When patients do not respond to drug or talk therapy treatments for depression, a clinic in Corte Madera is among those using another method — magnetic fields.
Jacqueline Perlmutter, an addiction specialist at the Mind Therapy Clinic in Corte Madera, said transcranial magnetic stimulation (TMS) uses magnetics instead of electricity to stimulate small regions of the brain that are underactive, stimulating neurotransmitters like serotonin, which can affect mood, social behavior, appetite, sleep, and more.
TMS is an outpatient procedure. The patient wears a magnetic stimulation device on their head, and the device is monitored by a computer that uses precisely targeted magnetic pulses — similar to those used in MRI — to target predetermined areas of the brain, based on measurements gathered from brain imaging.
Patients are awake and alert during treatments which last about a half hour, and can resume normal activities afterwards.
They typically receive one treatment each day, five days a week for two to six weeks.
Americans spend billions of dollars each year on antidepressants, but it is estimated that they work for only 60 to 70 percent of people who take them, according to the National Institutes of Health.
According to the World Health Organization, 16 million Americans report having a major depressive episode.
The number of people with depression has also increased 18 percent since 2005.
TMS was first developed in 1985 and was approved by the FDA in 2008. Though not completely mainstream, the treatment is covered by most insurances and is used by the Mayo Clinic, the Johns Hopkins Brain Stimulation Program, and several clinics throughout the North Bay including Brainefit, in Davis.
Brainefit is run by Medical Director Guohua Xia, a psychiatrist, researcher and associate professor at University of California, Davis. He was in on the ground floor to use TMS for research since 1988 and became a principal investigator for several international clinical trials later on to study the efficacy and safety of TMS for the treatment of brain disorders.

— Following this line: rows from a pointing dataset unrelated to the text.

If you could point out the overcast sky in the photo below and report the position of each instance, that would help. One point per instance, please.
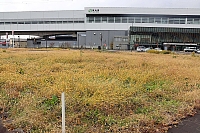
(41, 5)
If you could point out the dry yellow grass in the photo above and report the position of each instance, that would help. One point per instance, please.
(122, 91)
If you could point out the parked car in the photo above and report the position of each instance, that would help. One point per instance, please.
(190, 49)
(141, 49)
(158, 49)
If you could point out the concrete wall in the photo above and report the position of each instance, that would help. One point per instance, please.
(93, 41)
(50, 44)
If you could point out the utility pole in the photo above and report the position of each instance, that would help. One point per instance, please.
(101, 40)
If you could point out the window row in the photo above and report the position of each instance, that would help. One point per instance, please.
(41, 22)
(158, 20)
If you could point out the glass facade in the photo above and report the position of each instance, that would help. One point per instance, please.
(167, 19)
(64, 21)
(160, 35)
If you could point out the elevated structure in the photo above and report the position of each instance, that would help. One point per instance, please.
(99, 24)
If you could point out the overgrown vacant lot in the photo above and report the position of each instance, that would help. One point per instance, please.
(105, 92)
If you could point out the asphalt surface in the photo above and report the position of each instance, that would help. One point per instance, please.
(187, 125)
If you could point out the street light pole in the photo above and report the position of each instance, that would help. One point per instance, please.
(46, 42)
(101, 40)
(78, 40)
(19, 41)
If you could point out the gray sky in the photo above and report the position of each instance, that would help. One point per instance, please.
(41, 5)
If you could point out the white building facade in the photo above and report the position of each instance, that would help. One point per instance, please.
(97, 22)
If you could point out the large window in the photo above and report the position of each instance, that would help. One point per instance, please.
(130, 19)
(104, 19)
(137, 19)
(117, 19)
(110, 19)
(97, 19)
(124, 20)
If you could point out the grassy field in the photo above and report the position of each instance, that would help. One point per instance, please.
(105, 91)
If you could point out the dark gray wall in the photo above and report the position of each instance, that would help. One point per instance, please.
(107, 37)
(55, 44)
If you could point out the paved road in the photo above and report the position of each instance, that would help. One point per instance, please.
(188, 125)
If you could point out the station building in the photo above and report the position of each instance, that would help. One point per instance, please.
(107, 27)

He was so impressed with the initial results and the potentials of the treatment, he tried to make a machine himself but “I was a young physician, not an engineer, and there was not enough funding...” he said.
TMS is also a safe alternative to electroconvulsive therapy (ECT), said Xia (pronounced ”Hsia”). ECT, formerly known as electroshock therapy and often referred to as shock therapy, electronically induces seizures in patients who are unresponsive to other therapies, to provide relief from severe mental disorders including treatment-resistant depression.

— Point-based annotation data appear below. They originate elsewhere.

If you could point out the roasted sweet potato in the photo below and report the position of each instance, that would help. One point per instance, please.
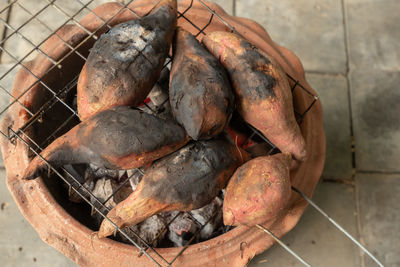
(258, 191)
(125, 62)
(118, 138)
(262, 91)
(200, 92)
(185, 180)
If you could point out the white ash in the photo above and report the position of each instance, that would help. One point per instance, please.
(98, 172)
(151, 231)
(77, 179)
(159, 97)
(148, 230)
(103, 189)
(135, 176)
(181, 229)
(178, 232)
(210, 216)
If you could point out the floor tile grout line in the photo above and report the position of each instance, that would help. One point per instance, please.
(347, 74)
(378, 172)
(329, 73)
(8, 16)
(353, 146)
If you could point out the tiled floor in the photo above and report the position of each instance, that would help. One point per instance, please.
(351, 52)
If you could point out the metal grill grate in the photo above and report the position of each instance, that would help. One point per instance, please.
(60, 8)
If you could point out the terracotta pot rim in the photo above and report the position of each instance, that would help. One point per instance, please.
(36, 202)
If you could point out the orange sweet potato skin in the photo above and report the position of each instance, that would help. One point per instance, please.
(188, 179)
(125, 62)
(118, 138)
(262, 91)
(258, 191)
(200, 92)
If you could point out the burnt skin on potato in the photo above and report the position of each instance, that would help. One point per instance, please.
(200, 92)
(258, 191)
(188, 179)
(125, 62)
(118, 138)
(262, 91)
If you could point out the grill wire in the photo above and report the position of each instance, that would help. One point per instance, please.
(57, 97)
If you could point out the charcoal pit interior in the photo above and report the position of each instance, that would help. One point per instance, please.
(73, 237)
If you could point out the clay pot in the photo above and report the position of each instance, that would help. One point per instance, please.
(59, 228)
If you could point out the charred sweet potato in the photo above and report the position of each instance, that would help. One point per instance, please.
(263, 94)
(258, 191)
(118, 138)
(185, 180)
(125, 62)
(200, 92)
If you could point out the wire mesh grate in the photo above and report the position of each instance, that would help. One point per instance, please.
(21, 34)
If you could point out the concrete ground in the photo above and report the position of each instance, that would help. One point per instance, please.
(351, 52)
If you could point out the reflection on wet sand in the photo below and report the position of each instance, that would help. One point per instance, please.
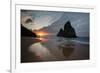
(36, 50)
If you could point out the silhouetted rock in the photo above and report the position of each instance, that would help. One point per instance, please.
(68, 32)
(26, 32)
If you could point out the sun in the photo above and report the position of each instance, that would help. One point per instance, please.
(41, 34)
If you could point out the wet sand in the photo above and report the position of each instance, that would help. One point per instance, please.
(35, 50)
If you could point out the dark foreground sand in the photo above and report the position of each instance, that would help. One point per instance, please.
(35, 50)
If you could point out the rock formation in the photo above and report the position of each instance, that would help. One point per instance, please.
(26, 32)
(68, 32)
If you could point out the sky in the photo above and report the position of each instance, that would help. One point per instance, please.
(54, 21)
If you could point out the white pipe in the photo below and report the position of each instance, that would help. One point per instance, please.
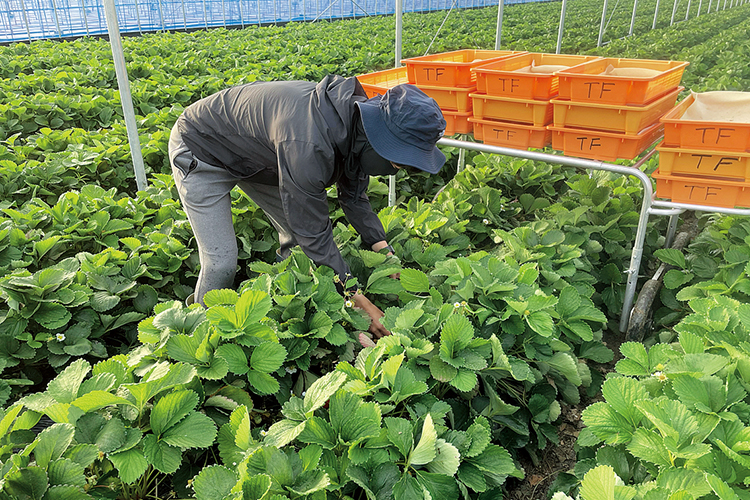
(632, 19)
(601, 26)
(561, 28)
(124, 86)
(499, 31)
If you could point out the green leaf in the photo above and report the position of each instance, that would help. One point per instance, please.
(322, 390)
(66, 471)
(541, 322)
(318, 431)
(456, 335)
(447, 459)
(235, 357)
(214, 482)
(29, 483)
(309, 482)
(95, 400)
(130, 464)
(194, 431)
(415, 281)
(162, 456)
(425, 450)
(622, 393)
(256, 486)
(283, 432)
(108, 435)
(263, 383)
(400, 434)
(171, 409)
(52, 315)
(52, 443)
(268, 357)
(64, 387)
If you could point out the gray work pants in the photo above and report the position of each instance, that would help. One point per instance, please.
(206, 199)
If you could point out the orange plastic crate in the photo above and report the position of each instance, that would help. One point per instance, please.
(702, 190)
(451, 69)
(527, 111)
(623, 119)
(502, 78)
(510, 135)
(704, 163)
(587, 83)
(379, 82)
(457, 123)
(450, 98)
(716, 136)
(605, 146)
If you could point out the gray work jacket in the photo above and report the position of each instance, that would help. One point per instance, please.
(294, 136)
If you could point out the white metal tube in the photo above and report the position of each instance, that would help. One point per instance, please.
(399, 20)
(499, 31)
(601, 26)
(125, 98)
(561, 27)
(632, 19)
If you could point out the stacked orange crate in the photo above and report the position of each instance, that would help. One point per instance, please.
(704, 158)
(610, 108)
(512, 105)
(447, 78)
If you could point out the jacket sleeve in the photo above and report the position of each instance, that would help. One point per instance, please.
(359, 211)
(303, 170)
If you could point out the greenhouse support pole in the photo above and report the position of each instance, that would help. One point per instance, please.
(124, 86)
(499, 30)
(561, 28)
(601, 26)
(399, 28)
(632, 19)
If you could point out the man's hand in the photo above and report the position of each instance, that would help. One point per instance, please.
(362, 302)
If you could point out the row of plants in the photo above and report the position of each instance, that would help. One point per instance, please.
(511, 274)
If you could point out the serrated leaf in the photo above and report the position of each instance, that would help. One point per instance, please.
(194, 431)
(52, 443)
(162, 456)
(415, 281)
(64, 387)
(214, 482)
(268, 357)
(130, 464)
(171, 409)
(322, 390)
(425, 450)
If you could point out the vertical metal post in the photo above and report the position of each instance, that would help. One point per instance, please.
(124, 86)
(561, 27)
(57, 19)
(632, 19)
(499, 31)
(25, 20)
(601, 26)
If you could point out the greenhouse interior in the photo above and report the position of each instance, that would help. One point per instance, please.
(374, 250)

Side effects of ECT, however, can include memory loss and brain damage according to a widely publicized report from the University of Aberdeen, Royal Cornhill Hospital in the United Kingdom.
Unlike ECT, in which electrical stimulation is more generalized, TMS can be targeted to a specific region in the brain.
Side effects of TMS may include headache or scalp discomfort and in rare cases seizures. Sometimes a person may have discomfort at the site on the head where the magnet is placed. The muscles of the scalp, jaw or face may feel a buzzing, Perlmutter said.
Because the treatment is relatively new, long-term side effects are unknown.
While Xia has been a leading proponent of TMS since the beginning, he said there is margin for error.
Each patient is initially given treatment to the same area of the brain, but there are many variables depending on each patient. If one area of the brain doesn’t respond, another area could be tried.